The cuffdiff software was used to analyze the quantitative expression levels of lncRNAs for read counts and FPKM. The lengths of the lncRNAs were between 200 bp and 800 bp, and the average length was approximately 300 bp. The number of transcripts decreased significantly as the lncRNAs became longer; in contrast mRNAs were generally between 800 bp and 2,000 bp (Fig. 3A). Most lncRNAs contained 2 exons, although a small number of transcripts had more than 8 exons. Most of the mRNAs had approximately 6 exons, with fewer transcripts being observed with more exons (Fig. 3B). The ORFs of the mRNAs were acquired using structural annotation with known genes, and the sequences were predicted using Estscan. The ORF sequences were translated to protein sequences. The length of the predicted ORFs in the lncRNAs was centered approximately 80, and this number decreased with increasing ORF lengths. In contrast, the lengths of most of the mRNA ORFs were concentrated between 100 and 200 (Fig. 3C). The difference in expression levels between lncRNAs and mRNAs was expressed as the log10 (FPKM+1) value of the average of the two groups. The average lncRNA expression level was higher than the mRNA average expression level. The differences between lncRNAs and mRNAs are shown in Fig. 3D. PhastCons was used to analyze the conservation of mRNAs and lncRNAs, and the coding RNAs were more highly conserved than the lncRNAs (Fig. 3E).

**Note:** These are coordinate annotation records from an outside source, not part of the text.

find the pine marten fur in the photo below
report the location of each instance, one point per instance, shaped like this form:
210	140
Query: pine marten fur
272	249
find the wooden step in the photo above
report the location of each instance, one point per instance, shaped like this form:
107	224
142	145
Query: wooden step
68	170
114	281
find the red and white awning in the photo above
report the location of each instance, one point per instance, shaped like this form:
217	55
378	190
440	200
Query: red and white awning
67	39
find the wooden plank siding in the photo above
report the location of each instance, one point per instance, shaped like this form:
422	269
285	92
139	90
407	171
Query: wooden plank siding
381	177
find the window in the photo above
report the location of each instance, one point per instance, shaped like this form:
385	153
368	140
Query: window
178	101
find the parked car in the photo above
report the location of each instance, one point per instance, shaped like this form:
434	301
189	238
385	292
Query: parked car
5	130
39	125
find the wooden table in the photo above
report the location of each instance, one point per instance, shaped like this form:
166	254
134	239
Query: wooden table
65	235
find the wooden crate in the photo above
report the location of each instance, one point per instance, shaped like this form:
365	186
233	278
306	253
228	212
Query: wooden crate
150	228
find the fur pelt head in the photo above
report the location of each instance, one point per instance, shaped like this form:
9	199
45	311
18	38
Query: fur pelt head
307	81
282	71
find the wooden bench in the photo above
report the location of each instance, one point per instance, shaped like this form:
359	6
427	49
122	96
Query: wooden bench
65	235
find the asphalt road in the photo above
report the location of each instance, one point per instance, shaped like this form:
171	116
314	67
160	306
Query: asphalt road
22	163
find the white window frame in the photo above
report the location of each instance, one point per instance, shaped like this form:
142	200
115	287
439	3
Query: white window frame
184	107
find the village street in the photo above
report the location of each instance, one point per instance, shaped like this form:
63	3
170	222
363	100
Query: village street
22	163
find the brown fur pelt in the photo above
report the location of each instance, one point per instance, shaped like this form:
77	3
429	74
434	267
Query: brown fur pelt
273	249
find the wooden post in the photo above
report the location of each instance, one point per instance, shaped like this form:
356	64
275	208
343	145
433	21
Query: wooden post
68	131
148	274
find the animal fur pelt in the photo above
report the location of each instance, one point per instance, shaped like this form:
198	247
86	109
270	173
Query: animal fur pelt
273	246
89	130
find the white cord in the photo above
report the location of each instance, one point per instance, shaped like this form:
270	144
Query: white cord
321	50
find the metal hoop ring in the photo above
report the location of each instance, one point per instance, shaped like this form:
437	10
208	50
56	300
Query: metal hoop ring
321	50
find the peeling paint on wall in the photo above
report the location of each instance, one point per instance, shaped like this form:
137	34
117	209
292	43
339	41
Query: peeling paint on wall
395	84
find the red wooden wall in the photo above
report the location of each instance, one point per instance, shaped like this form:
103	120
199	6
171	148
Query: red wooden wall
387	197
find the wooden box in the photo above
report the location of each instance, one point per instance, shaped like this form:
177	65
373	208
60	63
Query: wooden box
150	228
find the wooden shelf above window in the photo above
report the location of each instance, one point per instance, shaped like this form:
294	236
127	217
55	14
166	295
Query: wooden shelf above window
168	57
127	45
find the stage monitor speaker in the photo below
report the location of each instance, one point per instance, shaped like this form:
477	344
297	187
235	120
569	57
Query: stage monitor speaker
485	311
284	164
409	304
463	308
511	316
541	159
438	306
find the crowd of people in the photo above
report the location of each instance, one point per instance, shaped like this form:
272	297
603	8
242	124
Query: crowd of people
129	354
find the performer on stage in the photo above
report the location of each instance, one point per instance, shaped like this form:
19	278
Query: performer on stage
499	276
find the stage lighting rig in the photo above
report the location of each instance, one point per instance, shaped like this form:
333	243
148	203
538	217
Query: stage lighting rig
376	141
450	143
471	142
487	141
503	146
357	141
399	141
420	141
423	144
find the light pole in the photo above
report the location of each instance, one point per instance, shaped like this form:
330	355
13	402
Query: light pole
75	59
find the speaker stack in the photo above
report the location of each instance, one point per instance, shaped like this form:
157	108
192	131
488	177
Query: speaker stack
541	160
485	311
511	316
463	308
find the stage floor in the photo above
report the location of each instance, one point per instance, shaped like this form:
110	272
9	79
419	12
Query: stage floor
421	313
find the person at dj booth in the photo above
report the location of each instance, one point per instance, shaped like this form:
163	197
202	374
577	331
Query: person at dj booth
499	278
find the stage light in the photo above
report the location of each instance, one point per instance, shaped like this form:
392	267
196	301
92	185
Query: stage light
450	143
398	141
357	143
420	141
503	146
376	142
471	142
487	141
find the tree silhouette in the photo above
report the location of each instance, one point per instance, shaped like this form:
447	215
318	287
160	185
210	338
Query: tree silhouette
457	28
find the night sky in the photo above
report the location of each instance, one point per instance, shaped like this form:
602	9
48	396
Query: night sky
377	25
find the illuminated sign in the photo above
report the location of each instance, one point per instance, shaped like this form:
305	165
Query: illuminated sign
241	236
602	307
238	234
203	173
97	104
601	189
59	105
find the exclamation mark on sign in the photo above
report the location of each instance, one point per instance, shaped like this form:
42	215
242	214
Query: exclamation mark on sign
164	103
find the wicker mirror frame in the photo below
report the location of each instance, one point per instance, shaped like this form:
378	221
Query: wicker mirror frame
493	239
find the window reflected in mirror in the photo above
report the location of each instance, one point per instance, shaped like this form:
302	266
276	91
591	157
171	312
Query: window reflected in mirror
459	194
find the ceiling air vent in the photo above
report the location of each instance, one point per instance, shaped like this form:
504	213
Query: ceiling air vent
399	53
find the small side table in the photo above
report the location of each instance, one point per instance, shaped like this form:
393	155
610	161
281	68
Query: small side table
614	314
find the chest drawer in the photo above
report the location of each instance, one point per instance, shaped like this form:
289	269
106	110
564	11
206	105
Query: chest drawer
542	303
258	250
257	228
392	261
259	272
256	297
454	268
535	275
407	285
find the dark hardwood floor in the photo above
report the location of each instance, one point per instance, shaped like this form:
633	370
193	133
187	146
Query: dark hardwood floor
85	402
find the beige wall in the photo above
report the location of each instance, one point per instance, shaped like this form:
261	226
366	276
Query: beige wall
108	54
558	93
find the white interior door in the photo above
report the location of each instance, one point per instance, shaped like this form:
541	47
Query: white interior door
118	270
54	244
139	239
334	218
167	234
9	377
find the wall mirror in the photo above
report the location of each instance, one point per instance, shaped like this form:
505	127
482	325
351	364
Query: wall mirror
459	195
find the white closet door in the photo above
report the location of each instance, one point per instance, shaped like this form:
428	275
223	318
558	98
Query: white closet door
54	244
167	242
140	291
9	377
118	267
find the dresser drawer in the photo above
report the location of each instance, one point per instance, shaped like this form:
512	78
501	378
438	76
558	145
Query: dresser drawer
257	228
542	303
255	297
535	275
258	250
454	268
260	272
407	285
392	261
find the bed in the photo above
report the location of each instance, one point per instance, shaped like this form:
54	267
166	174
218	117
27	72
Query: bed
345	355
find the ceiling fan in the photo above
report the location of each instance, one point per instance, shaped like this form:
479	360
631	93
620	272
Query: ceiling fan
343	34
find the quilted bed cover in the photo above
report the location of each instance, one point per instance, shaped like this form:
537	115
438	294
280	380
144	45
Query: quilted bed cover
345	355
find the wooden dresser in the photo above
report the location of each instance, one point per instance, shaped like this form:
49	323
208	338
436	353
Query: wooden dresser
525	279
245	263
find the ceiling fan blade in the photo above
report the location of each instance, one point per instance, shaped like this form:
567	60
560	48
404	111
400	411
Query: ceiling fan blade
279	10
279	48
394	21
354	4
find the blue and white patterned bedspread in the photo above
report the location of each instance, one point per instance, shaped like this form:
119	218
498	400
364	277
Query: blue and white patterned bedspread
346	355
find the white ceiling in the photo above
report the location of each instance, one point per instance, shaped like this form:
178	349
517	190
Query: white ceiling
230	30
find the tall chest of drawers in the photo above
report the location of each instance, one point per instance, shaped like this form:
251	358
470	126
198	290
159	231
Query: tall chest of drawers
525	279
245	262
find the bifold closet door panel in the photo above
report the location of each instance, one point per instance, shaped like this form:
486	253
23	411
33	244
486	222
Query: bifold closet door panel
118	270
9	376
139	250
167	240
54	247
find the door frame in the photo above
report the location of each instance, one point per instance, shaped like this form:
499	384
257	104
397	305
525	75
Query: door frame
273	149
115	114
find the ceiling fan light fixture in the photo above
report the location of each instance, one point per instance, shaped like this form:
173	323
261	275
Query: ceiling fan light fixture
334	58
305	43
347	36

Figure 3: Structural comparison between lncRNAs and mRNAs.
figure 3

The lncRNA and mRNA transcripts compared by length (A), exon number (B), Orf length (C), FPKM (D, E), and conservation (F).

The selected lncRNAs were quantified using cuffdiff software for the read count and RPKM analyses. The graphs in Fig. 4A show the lncRNA expression levels, and the differentially expressed lncRNAs are shown in red (Fig. 4A). There were 89 differentially expressed lncRNAs (P < 0.05). In particular, TCONS_00020037 was down-regulated 34-fold, and TCONS_00132537 was up-regulated 29-fold (Table S7). A cluster dendrogram of the lncRNAs was constructed using the data from the minipigs of both the HFHSD group and control group. The graph in Fig. 4B shows the consistency between the two groups (Fig. 4B). The Heat map (Fig. 4C) shows the differentially expressed lncRNAs (P < 0.05) between the HFHSD group and the control group. The differentially expressed lncRNAs in the pigs from the HFHSD and control groups were analyzed for cluster patterns. The expression patterns were clearly different between the HFHSD group and control group, and the expression patterns were consistent (Fig. 4D). We selected eight lncRNAs such as XLOC_009593, XLOC_001424, XLOC_008628, XLOC_019865, XLOC_017148, XLOC_017612, involved in the regulation of lipid metabolism, chemokines, and immune responses for validation using qRT- PCR in trans, and the results were found consistent with differential expression observed in RNA-seq analysis (Figure S1). These lncRNAs regulated target gene such as PPAR, FADS2, DGAT2, ACAA2, CYP2E1, ADH4, and Fos. XLOC_009593 and its target gene PPAR were downregulated. Other lncRNAs and their target genes were upregulated.

Figure 4: Characteristics of lncRNA expression levels between the HFHSD and control groups.
figure 4

All lncRNA expression levels are shown; differentially expressed lncRNAs are shown in red and the others in black (A). A cluster dendrogram of the lncRNAs analyzed in six minipigs (B). The Heat map shows the expressed lncRNAs (P < 0.05) in the two groups (C). The differentially expressed lncRNAs in three pigs in the HFHSD group and three pigs in the control group were analyzed for cluster patterns (D).

All reads were assembled into 39,398 transcripts as either mRNAs or lncRNAs. In total, there were 38,219 mRNAs, including 1,725 differentially expressed mRNAs (P < 0.05). Of these 1,725 mRNAs, 964 mRNAs were altered by >2-fold change in expression (Table S7); and 1,179 lncRNAs, with 89 lncRNAs identified as being differentially expressed (P < 0.05). Of these 89 lncRNAs, 78 differed in expression by >2-fold; elsewhere where 2-fold is written, the change was >2-fold (Table S8). The differentially expressed mRNAs were analyzed for GO enrichment, as shown in the supplemental material (Figure S2, Table S7). GO analysis showed that terms were expressed differentially including catalytic activity, oxidoreductase activity, the metabolic process, the oxidation-reduction process, and the immune response. These terms are closely related to liver metabolic syndrome in NASH. We analyzed the differentially expressed mRNAs for KEGG enrichment and the pathways are shown in Table S7. The differentially expressed pathways are metabolic pathways, retinol metabolism, alanine, aspartate and glutamate metabolism; the biosynthesis of amino acids; the citrate cycle (TCA cycle); and antigen processing and presentation.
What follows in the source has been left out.